A cliched argument from early ACA debate held that if government could force Americans to buy health insurance, it could require the consumption of healthy foods like broccoli.
When Verrilli responded to Roberts on Tuesday, he invoked a carrot-and-stick analysis.
"So, Mr. Chief Justice, in 2010 I don't think there's any doubt that Congress made a predictive judgment about what would be needed to create an effective market and they adopted a carrot and stick approach," Verrilli said. "There were a lot of carrots, you know the policies were attractive ... there were generous subsidies to draw people into the market ... But there was also a stick, the tax payment if you didn't enroll, and I don't think there's any doubt that the 2010 Congress thought that stick was important.
"But it's turned out that the carrots work out without the stick.
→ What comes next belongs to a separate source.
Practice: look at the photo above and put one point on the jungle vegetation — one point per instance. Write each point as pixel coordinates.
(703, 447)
That's the judgment that the Congress made in 2017," Verrilli said, explaining that budget experts showed that Congress could end the tax penalty, essentially repeal the mandate, and the insurance market would remain stable.
Roberts voiced a separate grievance to Texas Solicitor General Kyle Hawkins, arising from the fact that ACA opponents have turned to the judiciary for something that could not be achieved legislatively.
"I think it's hard for you to argue that Congress intended the entire act to fall if the mandate was struck down when the same Congress that lowered the penalty to zero did not even try to repeal the rest of the act," Roberts said. "I think, frankly, that they wanted the court to do that, but that's not our job."
In a later exchange between Hawkins and Kagan, the Texas solicitor general tried to minimize Roberts' crucial 2012 opinion that that invoked taxing power and declared individuals had a choice between buying insurance and paying the penalty.
Hawkins described Roberts' opinion as "an alternative reading of the (ACA) statute, a savings construction."
Kagan swiftly broke in: "If I might interrupt, general, I think you have to accept the holding because that holding is what allowed the ACA to remain in existence all this time."
Kagan acknowledged that the decision was "four plus one" -- but the "one" made it the majority view.
That "one" -- Roberts -- is likely to again forge a majority to guarantee that Obamacare lives another decade.